Traque des ADF en RDC : Kampala propose à Kinshasa la création des unités locales de défense pour la protection des villages pendant que FARDC et UPDF sont engagées en profondeur

FARDC et UPDF à Beni
FARDC et UPDF à Beni

Le nouveau commandant Ougandais des opérations Shujaa, opérations menées conjointement avec l'armée congolaise depuis novembre 2021, recommande à la RDC la création des unités locales de défense pour la protection des civils dans des villages des zones opérationnelles.

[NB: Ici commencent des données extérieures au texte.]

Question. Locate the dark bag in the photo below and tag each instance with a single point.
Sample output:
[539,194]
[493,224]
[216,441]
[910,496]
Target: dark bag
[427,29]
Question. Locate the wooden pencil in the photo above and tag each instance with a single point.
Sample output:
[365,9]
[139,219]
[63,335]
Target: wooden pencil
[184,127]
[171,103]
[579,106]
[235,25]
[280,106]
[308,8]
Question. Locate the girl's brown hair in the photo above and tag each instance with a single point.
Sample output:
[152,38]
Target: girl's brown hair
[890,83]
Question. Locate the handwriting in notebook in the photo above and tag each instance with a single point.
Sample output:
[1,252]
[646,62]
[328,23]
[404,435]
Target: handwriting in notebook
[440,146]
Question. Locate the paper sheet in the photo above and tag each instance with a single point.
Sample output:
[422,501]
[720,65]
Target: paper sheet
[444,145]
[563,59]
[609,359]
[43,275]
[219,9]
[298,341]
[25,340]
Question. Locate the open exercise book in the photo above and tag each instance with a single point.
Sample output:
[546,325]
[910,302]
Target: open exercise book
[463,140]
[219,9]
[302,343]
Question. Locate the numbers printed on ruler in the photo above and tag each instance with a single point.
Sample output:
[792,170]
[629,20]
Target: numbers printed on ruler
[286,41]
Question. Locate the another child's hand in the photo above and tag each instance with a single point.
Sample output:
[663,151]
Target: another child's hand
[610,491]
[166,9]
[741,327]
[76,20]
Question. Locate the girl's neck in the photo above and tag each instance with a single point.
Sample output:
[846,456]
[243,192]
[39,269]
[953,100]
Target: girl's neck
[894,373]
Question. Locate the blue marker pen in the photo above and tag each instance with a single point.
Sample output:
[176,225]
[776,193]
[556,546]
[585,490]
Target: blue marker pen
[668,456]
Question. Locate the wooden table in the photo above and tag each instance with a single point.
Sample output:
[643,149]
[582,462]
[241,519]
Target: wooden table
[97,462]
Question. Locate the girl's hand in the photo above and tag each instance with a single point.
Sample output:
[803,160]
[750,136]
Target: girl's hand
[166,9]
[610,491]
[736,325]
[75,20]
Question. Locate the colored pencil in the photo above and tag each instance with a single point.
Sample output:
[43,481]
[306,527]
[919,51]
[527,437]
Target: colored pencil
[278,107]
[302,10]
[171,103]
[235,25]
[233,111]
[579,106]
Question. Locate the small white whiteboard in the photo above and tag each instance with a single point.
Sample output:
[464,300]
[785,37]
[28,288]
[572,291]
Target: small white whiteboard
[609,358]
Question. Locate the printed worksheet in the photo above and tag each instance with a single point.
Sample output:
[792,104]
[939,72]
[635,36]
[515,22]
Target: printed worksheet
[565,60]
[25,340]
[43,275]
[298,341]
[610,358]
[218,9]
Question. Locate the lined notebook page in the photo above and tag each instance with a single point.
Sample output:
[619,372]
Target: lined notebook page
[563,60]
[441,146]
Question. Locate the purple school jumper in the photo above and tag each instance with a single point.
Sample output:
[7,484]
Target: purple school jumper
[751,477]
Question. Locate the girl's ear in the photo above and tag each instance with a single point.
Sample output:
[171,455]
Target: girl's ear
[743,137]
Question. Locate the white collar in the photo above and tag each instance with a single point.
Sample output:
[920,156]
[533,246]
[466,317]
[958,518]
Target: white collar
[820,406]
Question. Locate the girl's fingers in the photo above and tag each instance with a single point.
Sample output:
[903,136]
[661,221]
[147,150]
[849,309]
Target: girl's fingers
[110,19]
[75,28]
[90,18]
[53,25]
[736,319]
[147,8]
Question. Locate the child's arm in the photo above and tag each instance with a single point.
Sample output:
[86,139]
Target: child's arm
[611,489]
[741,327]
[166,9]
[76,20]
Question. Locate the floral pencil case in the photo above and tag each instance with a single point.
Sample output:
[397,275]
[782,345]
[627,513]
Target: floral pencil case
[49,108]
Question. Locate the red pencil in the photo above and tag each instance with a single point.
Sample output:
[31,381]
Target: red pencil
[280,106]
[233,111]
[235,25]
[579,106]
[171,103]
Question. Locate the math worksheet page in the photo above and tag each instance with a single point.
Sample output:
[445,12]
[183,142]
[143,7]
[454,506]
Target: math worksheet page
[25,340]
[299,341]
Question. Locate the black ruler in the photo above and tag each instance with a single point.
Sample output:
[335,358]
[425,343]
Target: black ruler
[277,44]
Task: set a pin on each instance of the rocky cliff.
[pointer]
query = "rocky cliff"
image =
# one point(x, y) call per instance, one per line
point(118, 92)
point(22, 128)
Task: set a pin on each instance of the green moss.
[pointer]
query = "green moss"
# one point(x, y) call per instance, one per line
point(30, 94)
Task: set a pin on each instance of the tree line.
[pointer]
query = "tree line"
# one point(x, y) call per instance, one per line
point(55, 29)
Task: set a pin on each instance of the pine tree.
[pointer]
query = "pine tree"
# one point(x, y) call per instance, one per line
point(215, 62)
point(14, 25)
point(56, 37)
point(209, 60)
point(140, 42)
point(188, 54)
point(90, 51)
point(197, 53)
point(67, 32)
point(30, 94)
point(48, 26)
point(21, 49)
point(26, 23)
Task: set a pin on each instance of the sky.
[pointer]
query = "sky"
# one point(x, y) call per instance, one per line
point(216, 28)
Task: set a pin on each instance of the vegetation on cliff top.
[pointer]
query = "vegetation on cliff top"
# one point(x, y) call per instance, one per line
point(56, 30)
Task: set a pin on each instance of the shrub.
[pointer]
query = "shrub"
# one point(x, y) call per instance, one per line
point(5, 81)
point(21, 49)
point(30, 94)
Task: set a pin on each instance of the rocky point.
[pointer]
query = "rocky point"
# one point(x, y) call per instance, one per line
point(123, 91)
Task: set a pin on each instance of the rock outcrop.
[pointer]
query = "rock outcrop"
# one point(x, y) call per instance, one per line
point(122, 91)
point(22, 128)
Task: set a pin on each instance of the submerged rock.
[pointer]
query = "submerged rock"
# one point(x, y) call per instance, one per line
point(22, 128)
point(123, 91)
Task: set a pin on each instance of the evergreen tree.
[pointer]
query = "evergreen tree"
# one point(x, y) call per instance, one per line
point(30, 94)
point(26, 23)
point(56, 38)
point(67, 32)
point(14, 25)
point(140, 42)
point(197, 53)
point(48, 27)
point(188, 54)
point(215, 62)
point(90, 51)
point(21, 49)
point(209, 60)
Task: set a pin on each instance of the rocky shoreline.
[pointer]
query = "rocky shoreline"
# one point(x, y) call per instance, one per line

Au terme d'une audience des civilités lui accordée par le gouverneur militaire du Nord-Kivu ce mardi 7 octobre à Beni, le général major ougandais Stephen Mugerwa a déclaré à la presse avoir recommandé au chef de l'exécutif provincial d'échanger avec sa hiérarchie sur la nécessité d'adoption de cette stratégie de défense qui a déjà fait ses preuves en Ouganda lors de la traque des LRA.

Pour l'officier Ougandais, les unités locales de défense devraient garantir la sécurité des villages pendant que les FARDC et l’UPDF sont engagées dans la profondeur, en vue de contrer la stratégie de contournement des islamistes ADF.

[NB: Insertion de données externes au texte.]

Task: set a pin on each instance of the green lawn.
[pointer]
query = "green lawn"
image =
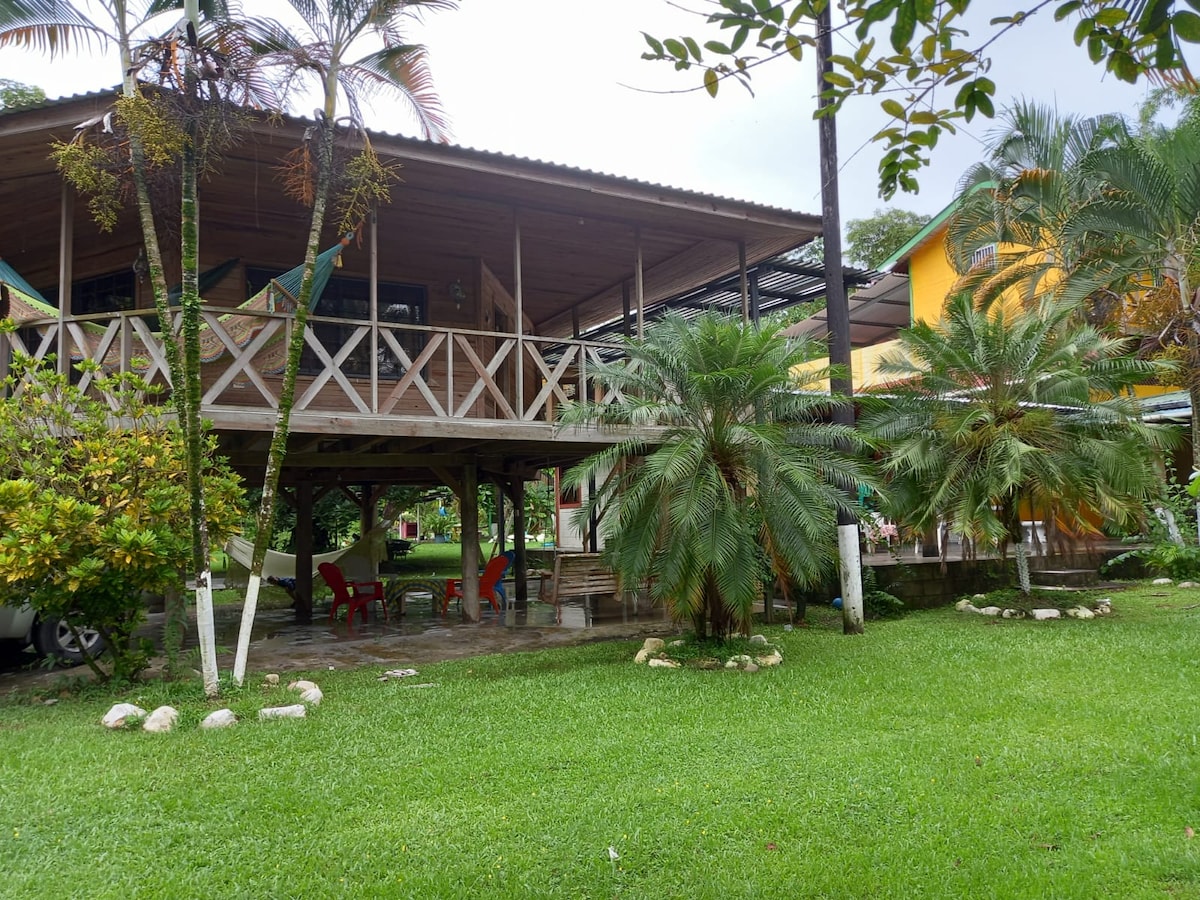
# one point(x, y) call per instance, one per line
point(940, 755)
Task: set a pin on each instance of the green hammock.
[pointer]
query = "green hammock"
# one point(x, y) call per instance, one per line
point(25, 305)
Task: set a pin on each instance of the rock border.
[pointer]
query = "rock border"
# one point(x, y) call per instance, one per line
point(163, 719)
point(1103, 607)
point(654, 654)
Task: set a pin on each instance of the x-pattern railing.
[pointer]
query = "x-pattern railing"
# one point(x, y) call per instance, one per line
point(450, 376)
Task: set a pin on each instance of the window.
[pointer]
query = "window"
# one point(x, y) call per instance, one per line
point(568, 496)
point(351, 299)
point(984, 257)
point(105, 293)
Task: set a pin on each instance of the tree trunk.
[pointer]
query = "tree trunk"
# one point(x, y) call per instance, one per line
point(190, 317)
point(838, 309)
point(175, 619)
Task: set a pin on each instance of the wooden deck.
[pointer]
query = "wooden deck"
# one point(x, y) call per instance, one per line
point(460, 383)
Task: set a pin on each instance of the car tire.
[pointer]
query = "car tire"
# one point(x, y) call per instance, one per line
point(52, 637)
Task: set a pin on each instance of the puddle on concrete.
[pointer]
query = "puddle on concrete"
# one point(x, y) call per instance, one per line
point(280, 628)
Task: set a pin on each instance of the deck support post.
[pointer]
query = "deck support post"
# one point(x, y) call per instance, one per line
point(744, 282)
point(517, 297)
point(521, 594)
point(468, 504)
point(375, 311)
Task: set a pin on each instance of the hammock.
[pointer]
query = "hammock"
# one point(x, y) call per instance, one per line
point(27, 305)
point(358, 561)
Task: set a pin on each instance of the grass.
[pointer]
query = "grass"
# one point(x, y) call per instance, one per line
point(940, 755)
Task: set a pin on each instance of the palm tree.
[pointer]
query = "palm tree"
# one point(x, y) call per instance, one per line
point(743, 475)
point(55, 28)
point(1144, 233)
point(1012, 207)
point(327, 51)
point(996, 412)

« En tant que nouveau commandant de UPDF (pour les opérations Shujaa, ndlr), je suis venu voir le gouverneur à son bureau pour étudier comment en finir avec l'ennemi (ADF, ndlr). J'ai recommandé au gouverneur d'échanger avec sa hiérarchie. Si elle le lui permet, il faudra créer de Local defense (unité locale de défense, ndlr). Nous UPDF et les FARDC nous sommes dans la profondeur et il faut des unités pour protéger les populations (dans les villages, ndlr). Quand nous entrons en profondeur, soit quand nous frappons l'ennemi en profondeur, il nous contourne et vient se rabattre sur des civils. Mais si nous laissons des unités locales de défense derrière nous, tout ira bien », a expliqué le commandant Ougandais des opérations Shujaa.

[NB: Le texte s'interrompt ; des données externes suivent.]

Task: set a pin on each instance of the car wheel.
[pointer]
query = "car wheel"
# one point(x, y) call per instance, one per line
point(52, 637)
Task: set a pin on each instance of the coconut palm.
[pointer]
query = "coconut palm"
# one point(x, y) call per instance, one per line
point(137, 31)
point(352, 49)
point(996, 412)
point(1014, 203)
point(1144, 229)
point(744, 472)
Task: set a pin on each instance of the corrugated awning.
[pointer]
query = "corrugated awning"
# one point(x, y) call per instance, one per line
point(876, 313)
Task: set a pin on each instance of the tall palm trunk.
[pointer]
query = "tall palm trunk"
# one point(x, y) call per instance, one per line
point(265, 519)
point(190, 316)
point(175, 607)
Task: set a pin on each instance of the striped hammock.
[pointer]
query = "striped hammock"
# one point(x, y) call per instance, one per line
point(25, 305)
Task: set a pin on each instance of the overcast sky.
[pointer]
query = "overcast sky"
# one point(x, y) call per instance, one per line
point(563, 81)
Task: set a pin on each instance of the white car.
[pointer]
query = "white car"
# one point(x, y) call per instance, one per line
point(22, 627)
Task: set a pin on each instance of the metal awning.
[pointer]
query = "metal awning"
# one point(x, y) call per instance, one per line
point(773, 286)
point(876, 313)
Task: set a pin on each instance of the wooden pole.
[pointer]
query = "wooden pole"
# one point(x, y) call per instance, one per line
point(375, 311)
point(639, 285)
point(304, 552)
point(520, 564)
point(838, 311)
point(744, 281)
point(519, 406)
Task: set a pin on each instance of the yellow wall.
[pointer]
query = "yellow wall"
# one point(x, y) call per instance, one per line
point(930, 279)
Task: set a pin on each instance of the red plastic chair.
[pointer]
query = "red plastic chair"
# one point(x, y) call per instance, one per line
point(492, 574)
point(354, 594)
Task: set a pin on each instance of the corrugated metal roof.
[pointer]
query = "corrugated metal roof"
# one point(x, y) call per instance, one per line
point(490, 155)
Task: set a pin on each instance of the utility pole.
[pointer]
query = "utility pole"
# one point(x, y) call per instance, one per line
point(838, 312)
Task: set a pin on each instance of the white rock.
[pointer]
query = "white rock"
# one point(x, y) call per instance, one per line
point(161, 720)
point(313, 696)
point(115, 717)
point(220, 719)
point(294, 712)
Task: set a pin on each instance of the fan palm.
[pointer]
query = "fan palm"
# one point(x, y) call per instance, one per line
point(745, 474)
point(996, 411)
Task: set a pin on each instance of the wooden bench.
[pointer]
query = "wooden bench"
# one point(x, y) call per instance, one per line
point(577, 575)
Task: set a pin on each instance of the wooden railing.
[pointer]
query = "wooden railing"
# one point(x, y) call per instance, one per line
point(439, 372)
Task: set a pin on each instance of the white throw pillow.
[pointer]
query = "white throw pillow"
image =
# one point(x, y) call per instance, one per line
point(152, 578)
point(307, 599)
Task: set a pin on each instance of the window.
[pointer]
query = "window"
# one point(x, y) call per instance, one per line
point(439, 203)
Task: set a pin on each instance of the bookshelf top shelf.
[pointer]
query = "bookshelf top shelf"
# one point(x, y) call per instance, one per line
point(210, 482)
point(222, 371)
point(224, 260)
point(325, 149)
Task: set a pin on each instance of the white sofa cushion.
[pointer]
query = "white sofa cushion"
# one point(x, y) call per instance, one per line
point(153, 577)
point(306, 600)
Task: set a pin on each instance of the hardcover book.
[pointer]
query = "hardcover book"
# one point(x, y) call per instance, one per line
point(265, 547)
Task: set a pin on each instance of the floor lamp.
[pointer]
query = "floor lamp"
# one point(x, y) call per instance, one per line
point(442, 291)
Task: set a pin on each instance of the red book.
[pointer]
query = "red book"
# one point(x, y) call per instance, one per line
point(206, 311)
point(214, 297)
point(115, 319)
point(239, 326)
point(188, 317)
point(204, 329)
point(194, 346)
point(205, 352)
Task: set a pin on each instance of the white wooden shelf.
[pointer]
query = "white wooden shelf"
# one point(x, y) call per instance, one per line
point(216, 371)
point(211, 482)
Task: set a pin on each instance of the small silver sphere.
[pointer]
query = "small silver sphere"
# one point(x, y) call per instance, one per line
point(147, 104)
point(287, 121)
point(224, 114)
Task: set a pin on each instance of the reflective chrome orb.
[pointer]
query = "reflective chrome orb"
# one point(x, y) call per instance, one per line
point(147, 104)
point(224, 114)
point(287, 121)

Stephen Mugerwa a rassuré que la collaboration est parfaite entre les armées congolaise et ougandaise dans ce combat contre les ADF, auteurs des massacres des milliers de personnes depuis 2014 dans les territoires congolais d'Irumu et Mambasa (Ituri), de Beni et Lubero (Nord-Kivu), de Bafwasende (Tshopo) ainsi que dans le district ougandais de Kasese.

« Tout va bien. Il n'y a aucun problème. Nous coordonnons ensemble, nous mangeons ensemble, nous marchons ensemble, nous endurons ensemble. Je demande aux populations congolaises d'être calmes. Nous faisons tout de notre mieux pour nous rassurer, ensemble avec le gouverneur, que nous allons en finir avec cette guerre », a-t-il rassuré.

Local defense, quid ?

A sa conquête du pouvoir, Museveni a mis en place des unités de défenses locales (LDU) qui ont soutenu les conseils locaux dans la mobilisation de la population contre les partisans de l'opposition et ont servi de force de renfort à l'armée. Dans le volet de sécurité, ces unités collectaient des renseignements pour la NRA, l'ancienne armée ougandaise et les services de sécurité et assuraient le maintien de l'ordre. Leur rôle était de protéger les habitants et leurs habitations en luttant contre les insurgés.

Cyrille Mbugheki, l'ancien chargé des missions d'Antipas Mbusa Nyamwisi, un habitué du palais ougandais, a expliqué à ACTUALITE.CD que ces unités locales de défense ont beaucoup aidé le régime de Museveni à mater les insurrections, comme celles de la LRA.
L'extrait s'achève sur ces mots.